The deep web is comprised of a large corpus of information hidden behind the searchable web interfaces. Accessing content through searchable interfaces is somehow a challenging task. One of the challenges in accessing the deep web is automatically filling the searchable web forms for retrieving the maximum number of records by a minimum number of submissions. The paper proposes a methodology to improve the existing method of getting informative data behind searchable forms by automatically submitting web forms. The form text field values are obtained through Bayesian inferences. Using Bayesian networks, the authors aim to infer the values of text fields using the existing values in the label value set (LVS) table. Various experiments have been conducted to measure the accuracy and computation time taken by the proposed value selection method.
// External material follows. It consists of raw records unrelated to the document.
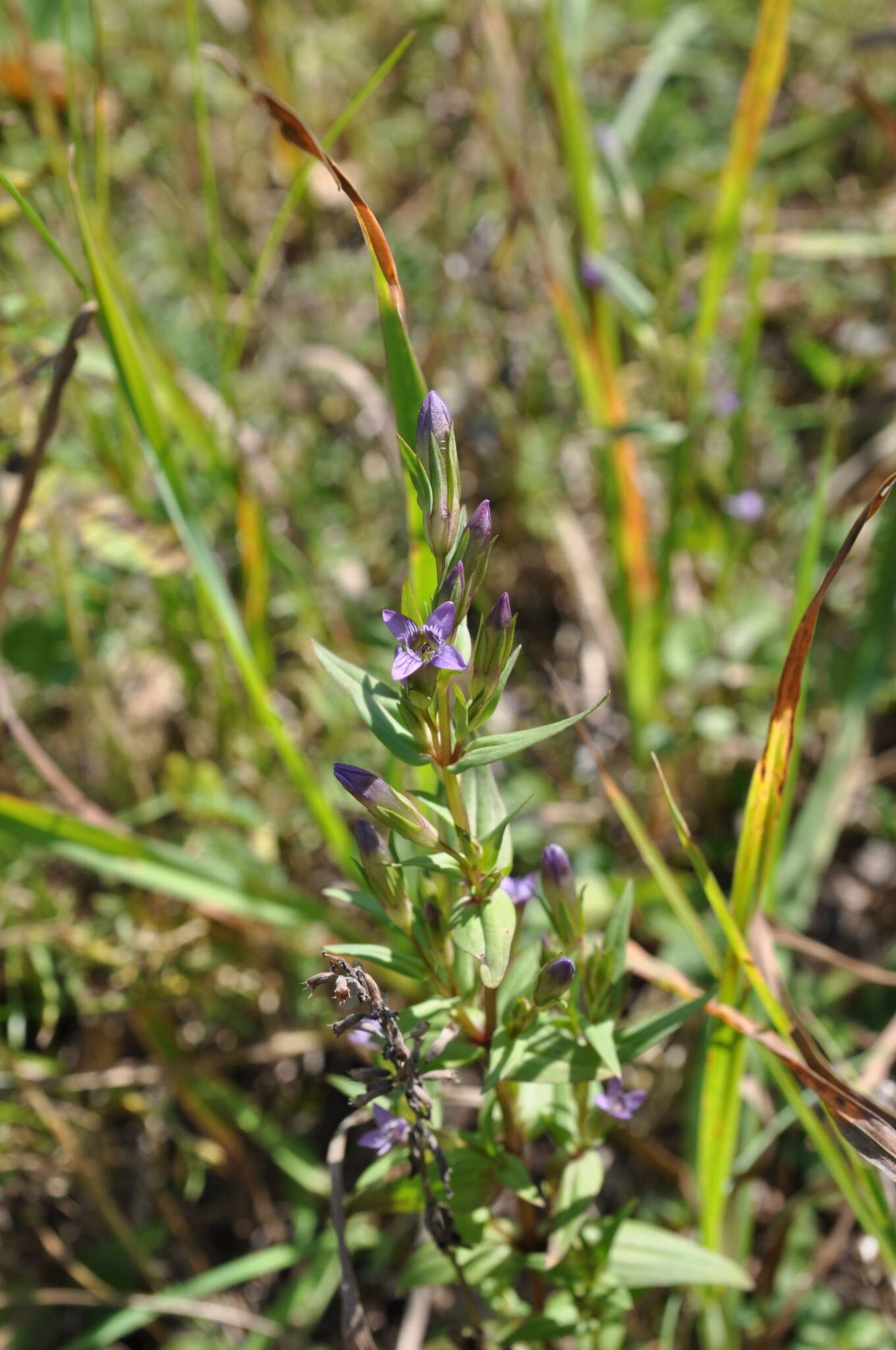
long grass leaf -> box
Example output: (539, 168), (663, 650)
(692, 0), (791, 389)
(72, 169), (351, 867)
(0, 792), (358, 938)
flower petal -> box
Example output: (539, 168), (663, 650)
(358, 1130), (383, 1153)
(383, 609), (420, 643)
(429, 645), (467, 671)
(393, 647), (422, 679)
(426, 599), (457, 643)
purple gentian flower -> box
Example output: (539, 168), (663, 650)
(594, 1076), (648, 1121)
(383, 599), (467, 679)
(358, 1101), (410, 1158)
(498, 872), (538, 904)
(725, 487), (765, 525)
(345, 1018), (382, 1049)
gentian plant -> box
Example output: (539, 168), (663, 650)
(308, 393), (745, 1347)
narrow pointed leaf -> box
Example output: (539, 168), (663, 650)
(451, 694), (607, 774)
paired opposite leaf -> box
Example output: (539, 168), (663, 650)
(312, 640), (426, 764)
(451, 694), (607, 774)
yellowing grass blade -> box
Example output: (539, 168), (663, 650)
(202, 45), (436, 598)
(698, 474), (896, 1246)
(70, 163), (351, 867)
(692, 0), (791, 389)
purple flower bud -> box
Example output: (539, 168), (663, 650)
(498, 872), (538, 904)
(353, 815), (391, 863)
(436, 563), (466, 607)
(541, 844), (582, 947)
(414, 389), (460, 571)
(467, 497), (491, 550)
(470, 591), (517, 701)
(579, 258), (607, 290)
(358, 1101), (410, 1158)
(532, 956), (576, 1007)
(486, 591), (513, 631)
(414, 389), (451, 465)
(541, 844), (575, 900)
(333, 764), (440, 850)
(594, 1074), (648, 1121)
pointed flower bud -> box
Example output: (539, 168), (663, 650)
(352, 821), (412, 931)
(541, 844), (582, 947)
(436, 563), (466, 610)
(532, 956), (576, 1007)
(467, 497), (491, 550)
(464, 498), (494, 599)
(414, 389), (460, 571)
(470, 591), (517, 702)
(333, 764), (439, 850)
(486, 591), (513, 633)
(414, 389), (451, 465)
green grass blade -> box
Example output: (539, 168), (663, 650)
(0, 169), (90, 296)
(184, 0), (227, 353)
(613, 4), (707, 152)
(0, 792), (358, 938)
(72, 169), (351, 868)
(692, 0), (791, 390)
(59, 1242), (304, 1350)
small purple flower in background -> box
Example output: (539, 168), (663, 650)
(345, 1018), (382, 1050)
(594, 1076), (648, 1121)
(498, 872), (538, 904)
(383, 599), (467, 679)
(725, 487), (765, 525)
(579, 258), (607, 290)
(358, 1101), (410, 1158)
(712, 385), (741, 417)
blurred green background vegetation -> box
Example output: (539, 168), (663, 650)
(0, 0), (896, 1350)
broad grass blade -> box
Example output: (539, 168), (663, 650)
(698, 474), (896, 1246)
(0, 792), (358, 938)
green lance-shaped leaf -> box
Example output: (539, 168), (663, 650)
(548, 1149), (603, 1269)
(615, 993), (710, 1064)
(480, 890), (517, 989)
(451, 694), (607, 774)
(607, 1219), (753, 1289)
(312, 640), (426, 764)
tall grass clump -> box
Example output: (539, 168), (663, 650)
(0, 0), (896, 1350)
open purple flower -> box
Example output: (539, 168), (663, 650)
(594, 1076), (648, 1121)
(345, 1018), (383, 1047)
(725, 487), (765, 525)
(383, 599), (467, 679)
(498, 872), (538, 904)
(358, 1101), (410, 1158)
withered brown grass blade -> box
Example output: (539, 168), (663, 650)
(201, 44), (405, 320)
(626, 941), (896, 1180)
(731, 474), (896, 927)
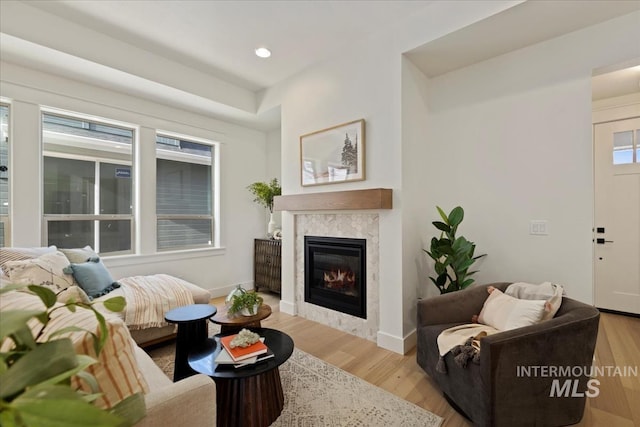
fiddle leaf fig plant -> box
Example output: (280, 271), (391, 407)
(0, 285), (130, 427)
(247, 178), (282, 213)
(423, 206), (486, 294)
(228, 291), (263, 315)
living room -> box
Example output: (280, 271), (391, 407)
(0, 2), (640, 426)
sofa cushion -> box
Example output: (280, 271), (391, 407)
(58, 245), (98, 264)
(504, 282), (564, 320)
(0, 291), (149, 408)
(67, 258), (120, 298)
(5, 251), (75, 294)
(0, 246), (57, 274)
(478, 289), (545, 331)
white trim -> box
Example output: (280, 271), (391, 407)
(101, 247), (227, 267)
(280, 300), (296, 316)
(377, 331), (415, 354)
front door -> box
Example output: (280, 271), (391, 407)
(594, 118), (640, 314)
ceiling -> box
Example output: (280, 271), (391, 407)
(29, 0), (431, 91)
(0, 0), (640, 130)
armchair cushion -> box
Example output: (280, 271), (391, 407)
(478, 289), (545, 331)
(417, 283), (600, 427)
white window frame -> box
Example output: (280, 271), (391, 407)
(0, 102), (11, 246)
(155, 129), (220, 253)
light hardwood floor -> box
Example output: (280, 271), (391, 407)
(212, 293), (640, 427)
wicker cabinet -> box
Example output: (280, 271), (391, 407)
(253, 239), (282, 293)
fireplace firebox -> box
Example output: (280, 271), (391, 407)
(304, 236), (367, 319)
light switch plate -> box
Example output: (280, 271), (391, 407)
(529, 220), (549, 236)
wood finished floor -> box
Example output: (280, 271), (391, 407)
(211, 293), (640, 427)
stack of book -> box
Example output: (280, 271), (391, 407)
(215, 335), (274, 368)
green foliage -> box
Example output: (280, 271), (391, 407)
(228, 291), (263, 314)
(247, 178), (282, 212)
(424, 206), (486, 294)
(0, 285), (127, 427)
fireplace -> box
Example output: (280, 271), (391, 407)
(304, 236), (367, 319)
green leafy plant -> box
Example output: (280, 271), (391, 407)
(247, 178), (282, 213)
(228, 291), (263, 315)
(0, 285), (129, 427)
(424, 206), (486, 294)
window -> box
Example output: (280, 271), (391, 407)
(0, 104), (10, 247)
(613, 129), (640, 165)
(156, 135), (215, 250)
(42, 113), (135, 254)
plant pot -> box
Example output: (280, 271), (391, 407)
(240, 304), (260, 317)
(267, 212), (276, 237)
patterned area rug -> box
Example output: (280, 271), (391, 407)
(149, 338), (443, 427)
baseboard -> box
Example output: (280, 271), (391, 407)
(280, 300), (296, 316)
(377, 329), (417, 355)
(596, 307), (640, 317)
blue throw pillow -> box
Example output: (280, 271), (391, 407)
(65, 258), (120, 299)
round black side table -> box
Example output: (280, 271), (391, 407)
(164, 304), (217, 382)
(189, 328), (294, 427)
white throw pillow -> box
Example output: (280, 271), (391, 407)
(5, 251), (75, 294)
(478, 289), (545, 331)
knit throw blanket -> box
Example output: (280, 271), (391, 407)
(118, 274), (193, 330)
(436, 323), (500, 374)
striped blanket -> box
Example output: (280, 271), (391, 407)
(118, 274), (193, 330)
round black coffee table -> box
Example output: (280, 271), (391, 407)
(164, 304), (217, 382)
(189, 328), (293, 427)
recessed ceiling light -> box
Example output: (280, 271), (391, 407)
(256, 47), (271, 58)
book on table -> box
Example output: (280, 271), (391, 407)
(220, 335), (269, 362)
(215, 347), (275, 368)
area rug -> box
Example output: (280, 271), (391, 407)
(149, 344), (443, 427)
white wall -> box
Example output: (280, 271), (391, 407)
(423, 13), (640, 303)
(266, 128), (282, 228)
(261, 2), (518, 353)
(402, 57), (439, 347)
(263, 2), (640, 352)
(0, 62), (267, 295)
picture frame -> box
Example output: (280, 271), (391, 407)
(300, 119), (365, 187)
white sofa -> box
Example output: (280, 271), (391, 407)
(135, 346), (216, 427)
(0, 246), (211, 347)
(0, 291), (216, 427)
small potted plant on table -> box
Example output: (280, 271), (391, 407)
(228, 291), (263, 316)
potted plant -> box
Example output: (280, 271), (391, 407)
(228, 291), (263, 316)
(247, 178), (282, 237)
(423, 206), (486, 294)
(0, 285), (144, 427)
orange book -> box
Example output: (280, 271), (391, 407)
(220, 334), (269, 362)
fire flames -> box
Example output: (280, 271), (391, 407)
(324, 269), (356, 289)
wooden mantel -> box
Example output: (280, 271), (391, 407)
(273, 188), (393, 211)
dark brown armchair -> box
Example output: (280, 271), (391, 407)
(417, 283), (600, 426)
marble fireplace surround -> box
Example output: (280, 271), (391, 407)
(294, 213), (380, 341)
(274, 188), (393, 342)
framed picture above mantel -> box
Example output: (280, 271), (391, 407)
(300, 119), (365, 187)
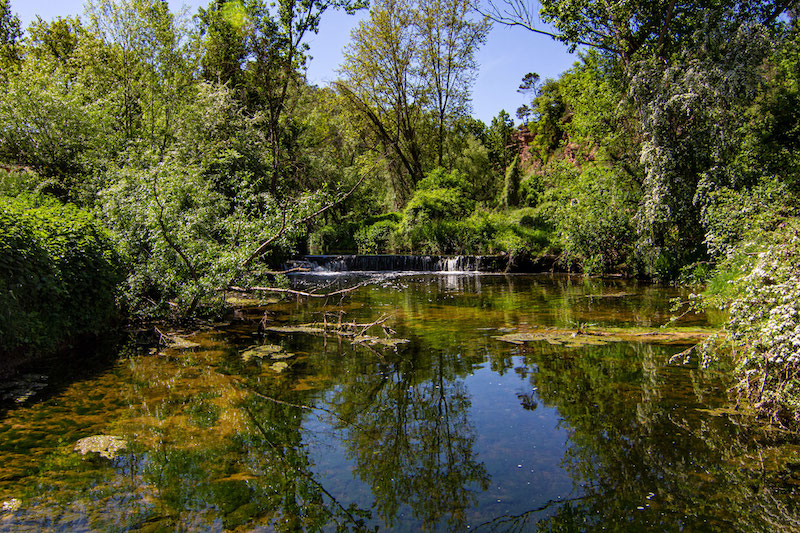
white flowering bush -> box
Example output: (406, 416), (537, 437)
(712, 220), (800, 421)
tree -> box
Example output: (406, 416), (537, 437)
(199, 0), (364, 191)
(0, 0), (22, 76)
(486, 109), (514, 172)
(500, 156), (522, 209)
(486, 0), (797, 67)
(336, 0), (426, 203)
(415, 0), (490, 166)
(337, 0), (488, 204)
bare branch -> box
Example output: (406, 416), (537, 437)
(228, 280), (371, 298)
(475, 0), (616, 53)
(240, 169), (372, 268)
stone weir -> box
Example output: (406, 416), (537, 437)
(286, 255), (508, 272)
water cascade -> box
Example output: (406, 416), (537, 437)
(286, 255), (508, 272)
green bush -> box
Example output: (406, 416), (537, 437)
(405, 168), (475, 224)
(0, 196), (123, 356)
(532, 164), (640, 274)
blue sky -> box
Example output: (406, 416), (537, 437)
(11, 0), (578, 124)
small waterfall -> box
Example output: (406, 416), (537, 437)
(286, 255), (505, 272)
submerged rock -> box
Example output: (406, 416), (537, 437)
(74, 435), (128, 459)
(242, 344), (294, 362)
(2, 498), (22, 513)
(0, 374), (47, 403)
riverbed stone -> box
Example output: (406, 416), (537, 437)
(74, 435), (128, 459)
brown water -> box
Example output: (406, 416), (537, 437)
(0, 275), (800, 531)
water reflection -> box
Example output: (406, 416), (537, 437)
(0, 275), (800, 531)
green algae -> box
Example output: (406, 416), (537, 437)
(493, 327), (718, 348)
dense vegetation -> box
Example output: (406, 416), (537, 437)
(0, 196), (122, 363)
(0, 0), (800, 420)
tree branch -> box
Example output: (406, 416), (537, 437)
(228, 280), (371, 298)
(238, 169), (372, 270)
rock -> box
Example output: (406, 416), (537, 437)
(74, 435), (128, 459)
(270, 361), (289, 373)
(242, 344), (294, 362)
(0, 374), (47, 403)
(3, 498), (22, 513)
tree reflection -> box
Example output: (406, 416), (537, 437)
(324, 342), (489, 529)
(486, 344), (800, 531)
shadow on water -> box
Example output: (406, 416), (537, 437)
(0, 274), (800, 531)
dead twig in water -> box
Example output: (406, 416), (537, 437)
(228, 280), (372, 298)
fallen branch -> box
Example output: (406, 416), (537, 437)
(240, 169), (372, 268)
(228, 280), (370, 298)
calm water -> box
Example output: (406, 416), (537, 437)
(0, 275), (800, 531)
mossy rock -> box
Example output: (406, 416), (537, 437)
(493, 328), (717, 348)
(242, 344), (294, 362)
(74, 435), (128, 459)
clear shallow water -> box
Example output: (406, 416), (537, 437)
(0, 274), (800, 531)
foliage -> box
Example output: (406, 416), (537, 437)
(336, 0), (488, 203)
(354, 213), (402, 254)
(500, 156), (522, 209)
(701, 218), (800, 425)
(534, 163), (639, 274)
(0, 196), (122, 355)
(631, 19), (769, 276)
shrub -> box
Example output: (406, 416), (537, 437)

It proves to be highly accurate and takes less computation time than the existing term frequency-inverse document frequency (TF-IDF) method, hence increasing the performance of the crawler.

Suggested Citation

  • Diksha Malhotra & Rajesh Bhatia & Manish Kumar, 2023. "Automated Selection of Web Form Text Field Values Based on Bayesian Inferences," International Journal of Information Retrieval Research (IJIRR), IGI Global, vol. 13(1), pages 1-13, January.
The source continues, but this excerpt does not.